A Harris Interactive/Yankelovich survey polled people about what they thought of companies that advertise during an economic downturn and found that 86% said the brand was top of mind when they were ready to purchase, while 86% said they felt better about a company’s commitment to their products and services.

Messaging is everything, so keep in mind it’s important to use thoughtful, considered communications specific to the current economic conditions, rather than an “everything is fine” or hard sell narrative.

How to build a case for continued brand investment 💸

If management is looking to brand marketing as an easy way to cut costs, it’s important to demonstrate that brand building has a measurable return on investment (ROI) just like other forms of marketing.

A brand tracking software like Tracksuit can map the impact your marketing activity is having and can be used to do a side-by-side analysis with sales data to show how marketing is contributing to a brand’s commercial performance.

Some of the ways Tracksuit’s data can help in economically tough times include:

  • Proving the ROI of brand building by demonstrating growth in consumers’ brand awareness, consideration, preference and usage.
  • Easily downloadable data points that can be used as evidence of brand marketing activity having an effect on your customer sales funnel.
  • Monitoring the performance of your closest competitors and whether their share of voice is increasing or decreasing in market, which presents an opportunity.
  • Looking for opportunities where your brand is under indexing by demographic, including gender, location and age group.

It’s also worth reminding the rest of your team that it’s easier to compete on brand than on price.

The race to the bottom on price doesn’t have many winners, as chances are there is a bigger business out there that can go deeper on discounts and promotions than your brand can, all the while your brand value may dip.

Having a strong brand is an important defence strategy against cheaper label product alternatives and means that you have more pricing power (AKA, the ability to raise prices without reducing demand for your products).

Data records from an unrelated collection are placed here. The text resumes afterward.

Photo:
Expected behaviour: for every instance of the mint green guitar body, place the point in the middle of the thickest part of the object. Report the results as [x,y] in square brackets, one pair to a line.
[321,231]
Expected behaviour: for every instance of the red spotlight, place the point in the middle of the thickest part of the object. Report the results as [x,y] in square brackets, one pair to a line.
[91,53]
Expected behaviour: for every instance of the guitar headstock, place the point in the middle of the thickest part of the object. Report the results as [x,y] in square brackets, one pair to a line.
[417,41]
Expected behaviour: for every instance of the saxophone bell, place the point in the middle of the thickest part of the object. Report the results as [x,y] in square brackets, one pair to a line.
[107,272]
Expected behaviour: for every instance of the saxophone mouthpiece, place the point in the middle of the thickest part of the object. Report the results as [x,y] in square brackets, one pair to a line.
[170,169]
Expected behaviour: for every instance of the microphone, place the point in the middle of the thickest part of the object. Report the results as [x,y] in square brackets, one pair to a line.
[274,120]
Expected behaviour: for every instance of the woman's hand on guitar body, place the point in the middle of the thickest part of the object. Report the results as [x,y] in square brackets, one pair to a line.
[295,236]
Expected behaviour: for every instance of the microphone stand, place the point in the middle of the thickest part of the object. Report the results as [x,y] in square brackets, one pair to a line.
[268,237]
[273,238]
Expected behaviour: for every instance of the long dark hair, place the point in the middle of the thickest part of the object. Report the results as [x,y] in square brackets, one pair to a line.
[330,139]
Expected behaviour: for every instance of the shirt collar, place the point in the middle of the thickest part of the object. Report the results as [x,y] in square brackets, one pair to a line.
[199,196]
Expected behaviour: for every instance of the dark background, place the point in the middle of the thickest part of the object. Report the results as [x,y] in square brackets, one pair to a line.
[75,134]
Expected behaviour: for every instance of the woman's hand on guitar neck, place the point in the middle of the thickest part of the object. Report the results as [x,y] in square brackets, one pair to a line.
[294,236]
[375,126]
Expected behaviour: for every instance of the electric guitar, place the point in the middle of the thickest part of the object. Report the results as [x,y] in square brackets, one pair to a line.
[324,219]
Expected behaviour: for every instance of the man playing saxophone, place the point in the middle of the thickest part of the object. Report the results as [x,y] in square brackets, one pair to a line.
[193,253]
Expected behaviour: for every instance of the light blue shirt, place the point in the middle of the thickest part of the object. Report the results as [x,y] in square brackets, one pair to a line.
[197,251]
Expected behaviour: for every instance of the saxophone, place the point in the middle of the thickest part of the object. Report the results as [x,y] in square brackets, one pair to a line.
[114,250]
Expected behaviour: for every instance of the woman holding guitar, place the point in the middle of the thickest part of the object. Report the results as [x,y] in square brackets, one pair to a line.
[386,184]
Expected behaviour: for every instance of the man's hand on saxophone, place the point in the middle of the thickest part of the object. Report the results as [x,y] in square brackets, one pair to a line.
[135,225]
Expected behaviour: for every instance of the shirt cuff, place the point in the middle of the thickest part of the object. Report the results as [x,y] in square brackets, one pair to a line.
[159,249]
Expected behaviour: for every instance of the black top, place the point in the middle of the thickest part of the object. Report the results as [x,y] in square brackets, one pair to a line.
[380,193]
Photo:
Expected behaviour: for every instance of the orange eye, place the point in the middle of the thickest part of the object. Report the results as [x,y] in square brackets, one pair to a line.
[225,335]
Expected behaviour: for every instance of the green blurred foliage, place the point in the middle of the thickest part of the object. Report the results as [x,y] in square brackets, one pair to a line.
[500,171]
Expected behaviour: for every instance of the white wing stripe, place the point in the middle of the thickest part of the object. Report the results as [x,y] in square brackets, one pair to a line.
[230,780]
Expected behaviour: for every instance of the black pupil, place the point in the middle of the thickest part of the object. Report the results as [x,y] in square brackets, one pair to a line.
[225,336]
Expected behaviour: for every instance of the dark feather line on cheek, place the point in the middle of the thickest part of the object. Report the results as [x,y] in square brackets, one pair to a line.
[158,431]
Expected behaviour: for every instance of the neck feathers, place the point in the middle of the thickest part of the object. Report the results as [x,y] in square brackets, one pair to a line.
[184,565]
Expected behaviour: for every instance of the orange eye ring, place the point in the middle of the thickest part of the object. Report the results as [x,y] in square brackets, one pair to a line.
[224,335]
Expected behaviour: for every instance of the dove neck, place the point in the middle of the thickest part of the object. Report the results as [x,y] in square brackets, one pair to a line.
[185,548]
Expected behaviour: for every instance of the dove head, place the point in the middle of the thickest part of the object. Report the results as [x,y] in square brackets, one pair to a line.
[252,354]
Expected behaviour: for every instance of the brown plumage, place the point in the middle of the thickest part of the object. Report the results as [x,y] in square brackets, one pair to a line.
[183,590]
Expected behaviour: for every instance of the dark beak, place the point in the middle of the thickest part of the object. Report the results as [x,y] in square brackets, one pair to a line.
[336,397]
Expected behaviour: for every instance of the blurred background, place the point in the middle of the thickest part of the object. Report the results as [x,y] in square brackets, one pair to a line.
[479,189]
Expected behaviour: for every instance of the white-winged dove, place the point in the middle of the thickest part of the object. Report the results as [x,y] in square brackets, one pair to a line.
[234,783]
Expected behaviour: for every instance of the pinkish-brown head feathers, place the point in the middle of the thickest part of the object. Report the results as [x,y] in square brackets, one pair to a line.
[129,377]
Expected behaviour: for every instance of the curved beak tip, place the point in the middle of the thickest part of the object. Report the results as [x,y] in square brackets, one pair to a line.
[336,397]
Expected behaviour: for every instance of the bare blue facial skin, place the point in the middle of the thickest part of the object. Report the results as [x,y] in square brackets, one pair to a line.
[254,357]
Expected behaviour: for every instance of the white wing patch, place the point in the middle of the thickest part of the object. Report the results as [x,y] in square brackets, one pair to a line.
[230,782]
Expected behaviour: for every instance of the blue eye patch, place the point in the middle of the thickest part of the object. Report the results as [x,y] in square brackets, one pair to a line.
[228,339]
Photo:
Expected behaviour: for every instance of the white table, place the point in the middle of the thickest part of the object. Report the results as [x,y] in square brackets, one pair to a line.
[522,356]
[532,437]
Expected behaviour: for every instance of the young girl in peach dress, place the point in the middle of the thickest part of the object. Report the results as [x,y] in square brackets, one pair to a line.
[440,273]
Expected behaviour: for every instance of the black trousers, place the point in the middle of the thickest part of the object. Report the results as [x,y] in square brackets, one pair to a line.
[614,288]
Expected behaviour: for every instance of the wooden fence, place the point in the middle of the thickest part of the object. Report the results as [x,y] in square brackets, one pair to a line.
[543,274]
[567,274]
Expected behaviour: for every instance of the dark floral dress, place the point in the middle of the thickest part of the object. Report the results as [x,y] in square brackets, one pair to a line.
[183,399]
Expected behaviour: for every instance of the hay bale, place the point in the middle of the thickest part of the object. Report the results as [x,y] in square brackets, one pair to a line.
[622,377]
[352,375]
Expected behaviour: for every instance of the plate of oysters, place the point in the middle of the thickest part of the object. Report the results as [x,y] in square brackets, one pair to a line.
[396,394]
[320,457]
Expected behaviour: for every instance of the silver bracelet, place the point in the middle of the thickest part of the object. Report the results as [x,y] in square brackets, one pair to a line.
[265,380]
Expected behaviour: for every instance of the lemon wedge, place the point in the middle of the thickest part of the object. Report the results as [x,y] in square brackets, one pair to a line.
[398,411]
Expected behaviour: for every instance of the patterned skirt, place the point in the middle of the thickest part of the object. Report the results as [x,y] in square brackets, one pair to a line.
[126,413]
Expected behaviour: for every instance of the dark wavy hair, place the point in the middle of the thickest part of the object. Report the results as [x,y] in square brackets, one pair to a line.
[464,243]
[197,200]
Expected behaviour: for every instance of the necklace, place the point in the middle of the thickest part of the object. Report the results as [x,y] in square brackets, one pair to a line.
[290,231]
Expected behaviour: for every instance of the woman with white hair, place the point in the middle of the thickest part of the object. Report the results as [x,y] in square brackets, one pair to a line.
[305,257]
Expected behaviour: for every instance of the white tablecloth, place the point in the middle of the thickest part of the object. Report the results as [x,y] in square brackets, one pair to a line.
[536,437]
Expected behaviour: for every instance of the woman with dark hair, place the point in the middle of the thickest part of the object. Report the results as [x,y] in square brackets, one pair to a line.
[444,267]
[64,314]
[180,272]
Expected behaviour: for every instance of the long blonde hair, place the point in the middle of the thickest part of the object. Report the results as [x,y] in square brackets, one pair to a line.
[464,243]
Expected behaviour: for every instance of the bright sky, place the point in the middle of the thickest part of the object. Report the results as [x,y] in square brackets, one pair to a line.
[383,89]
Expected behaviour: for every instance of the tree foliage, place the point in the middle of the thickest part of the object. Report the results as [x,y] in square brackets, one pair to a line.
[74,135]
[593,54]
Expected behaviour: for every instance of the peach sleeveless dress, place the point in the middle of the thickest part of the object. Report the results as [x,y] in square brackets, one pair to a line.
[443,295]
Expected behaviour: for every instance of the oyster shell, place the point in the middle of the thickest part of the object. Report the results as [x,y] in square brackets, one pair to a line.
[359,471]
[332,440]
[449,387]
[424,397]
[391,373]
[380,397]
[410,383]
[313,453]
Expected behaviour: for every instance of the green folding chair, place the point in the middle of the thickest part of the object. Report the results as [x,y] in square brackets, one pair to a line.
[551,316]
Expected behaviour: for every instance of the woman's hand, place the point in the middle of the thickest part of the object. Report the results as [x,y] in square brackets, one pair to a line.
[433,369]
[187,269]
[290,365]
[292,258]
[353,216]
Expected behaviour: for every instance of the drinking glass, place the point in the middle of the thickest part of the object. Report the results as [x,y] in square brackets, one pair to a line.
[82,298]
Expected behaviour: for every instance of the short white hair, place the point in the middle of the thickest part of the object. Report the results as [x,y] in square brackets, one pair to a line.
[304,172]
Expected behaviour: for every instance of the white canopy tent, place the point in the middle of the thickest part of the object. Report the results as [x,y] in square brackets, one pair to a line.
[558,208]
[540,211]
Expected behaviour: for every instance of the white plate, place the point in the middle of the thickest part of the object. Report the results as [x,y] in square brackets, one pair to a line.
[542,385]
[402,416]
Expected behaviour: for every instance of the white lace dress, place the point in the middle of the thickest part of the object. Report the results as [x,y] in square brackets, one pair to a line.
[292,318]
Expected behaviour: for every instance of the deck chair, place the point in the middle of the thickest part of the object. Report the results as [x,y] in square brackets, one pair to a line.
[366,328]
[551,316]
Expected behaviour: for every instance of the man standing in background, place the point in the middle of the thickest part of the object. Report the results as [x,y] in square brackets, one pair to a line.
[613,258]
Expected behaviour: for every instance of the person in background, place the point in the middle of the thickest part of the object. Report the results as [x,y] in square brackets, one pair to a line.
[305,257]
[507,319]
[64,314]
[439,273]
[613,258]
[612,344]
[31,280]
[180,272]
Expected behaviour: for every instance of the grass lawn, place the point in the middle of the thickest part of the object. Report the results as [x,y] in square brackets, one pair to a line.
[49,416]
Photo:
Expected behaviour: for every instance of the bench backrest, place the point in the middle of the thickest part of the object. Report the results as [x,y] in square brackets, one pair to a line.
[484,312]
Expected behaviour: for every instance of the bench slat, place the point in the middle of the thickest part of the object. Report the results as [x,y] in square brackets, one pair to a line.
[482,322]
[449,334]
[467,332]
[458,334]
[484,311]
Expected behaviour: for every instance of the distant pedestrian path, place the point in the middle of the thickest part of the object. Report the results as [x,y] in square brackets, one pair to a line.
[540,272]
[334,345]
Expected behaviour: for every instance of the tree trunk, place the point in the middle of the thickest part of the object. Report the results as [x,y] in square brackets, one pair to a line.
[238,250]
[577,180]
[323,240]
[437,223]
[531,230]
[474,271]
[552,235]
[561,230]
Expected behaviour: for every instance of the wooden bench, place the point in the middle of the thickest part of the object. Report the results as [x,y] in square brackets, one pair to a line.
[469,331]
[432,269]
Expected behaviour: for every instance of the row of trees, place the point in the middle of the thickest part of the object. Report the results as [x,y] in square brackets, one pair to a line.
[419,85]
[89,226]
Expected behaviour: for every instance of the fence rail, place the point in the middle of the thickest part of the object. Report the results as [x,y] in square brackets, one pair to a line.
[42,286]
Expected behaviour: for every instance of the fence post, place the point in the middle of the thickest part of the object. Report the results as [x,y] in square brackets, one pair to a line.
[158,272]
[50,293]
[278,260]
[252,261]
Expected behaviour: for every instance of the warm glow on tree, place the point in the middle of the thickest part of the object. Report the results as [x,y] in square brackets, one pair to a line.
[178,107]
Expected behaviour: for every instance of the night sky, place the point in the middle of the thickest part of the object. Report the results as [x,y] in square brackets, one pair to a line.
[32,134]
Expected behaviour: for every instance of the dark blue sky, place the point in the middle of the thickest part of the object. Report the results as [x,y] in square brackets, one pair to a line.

To safeguard your budget, here are some key actions you can take to maximise marketing effectiveness today:

  1. Assess whether your brand’s marketing strategy has the balance right between sales activation and brand building (Tracksuit’s Marketing Budget Calculator can help with this).
  2. Review your marketing’s messaging and make sure it’s hitting the mark with consumers whose attitudes, values and expectations will be affected by the economic downturn.
  3. Make sure your creative is of a high quality, so your advertising dollars are working to their highest potential.
  4. Investigate channels outside of your usual marketing strategy, as there might be less competition (and better prices) available while advertising by other brands is decreasing.

The finishing line 🏁

We hope this article has helped you protect your marketing budget so your business can continue to grow!

100 years of marketing analysis shows that brand building shouldn’t take time off, even in tough economic times like a recession.